They did truly care about the boys, which is shown in Aunt Polly, Toms guardian, and Miss Watson and Widow Douglas, Hucks guardians. They put themselves second in order to give the boys a good home, but never ask for compensation. Even after Tom left Aunt Pollys house, she did not reject him, she straightened Huck and Toms identities out and scolded them for their mishaps. In her household, Aunt Sally dominated over her husband, Uncle Phelps.
She was able to hold him responsible for anything and he would take the blame then fix the problem. She had the respect of every family member because her duty was to keep the household in order. The single women had strong characters and morels but did not lack concern for others. Women in groups were portrayed as unwise, overly trusting, and simple. The Wilks sisters, Mary Jane, Susan and Joanna, relied on their uncles, who were two con men trying to take advantage of them, when their father died.
They put total trust in the uncles. Enough trust to give the uncles all their money to be invest. They were dependent because they had never been without a guardian and have no way of knowing what to do in that situation. They depended on the men in their lives to make a living, so when two men step up and take the role they did not question it. When they realized they had been deceived, they were disappointed but ended up having their real uncles to care for them.

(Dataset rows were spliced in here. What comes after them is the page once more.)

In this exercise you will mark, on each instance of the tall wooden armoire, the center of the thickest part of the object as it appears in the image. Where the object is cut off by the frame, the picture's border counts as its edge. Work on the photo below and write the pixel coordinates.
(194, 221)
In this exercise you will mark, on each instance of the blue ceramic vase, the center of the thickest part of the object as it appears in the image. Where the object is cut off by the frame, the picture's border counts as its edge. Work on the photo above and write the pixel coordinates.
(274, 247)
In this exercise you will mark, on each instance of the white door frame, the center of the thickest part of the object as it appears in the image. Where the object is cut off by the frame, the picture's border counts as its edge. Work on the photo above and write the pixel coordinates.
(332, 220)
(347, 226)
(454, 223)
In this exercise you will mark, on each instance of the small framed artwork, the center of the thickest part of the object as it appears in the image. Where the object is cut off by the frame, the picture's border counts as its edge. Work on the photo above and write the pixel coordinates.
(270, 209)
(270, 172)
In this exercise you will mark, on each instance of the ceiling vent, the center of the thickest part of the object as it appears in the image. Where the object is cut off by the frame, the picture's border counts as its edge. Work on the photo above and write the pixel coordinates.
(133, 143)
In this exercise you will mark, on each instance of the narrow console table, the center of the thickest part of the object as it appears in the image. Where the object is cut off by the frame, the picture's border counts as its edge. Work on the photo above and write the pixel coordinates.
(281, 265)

Mary Janes innocence is shown by her reaction to the separation of the slave family; she spends hours crying and pitying them but never did anything to help the situation. The three sisters represent women in units that were depicted as foolish and innocent. Women in Huckleberry Finn are both naive, in groups, and intelligent, as individuals. The women have opposite roles in the adventure. Some are used to make Huck an appalling character and others are to display his respectable qualities. More of the women are self-reliant than contingent on others.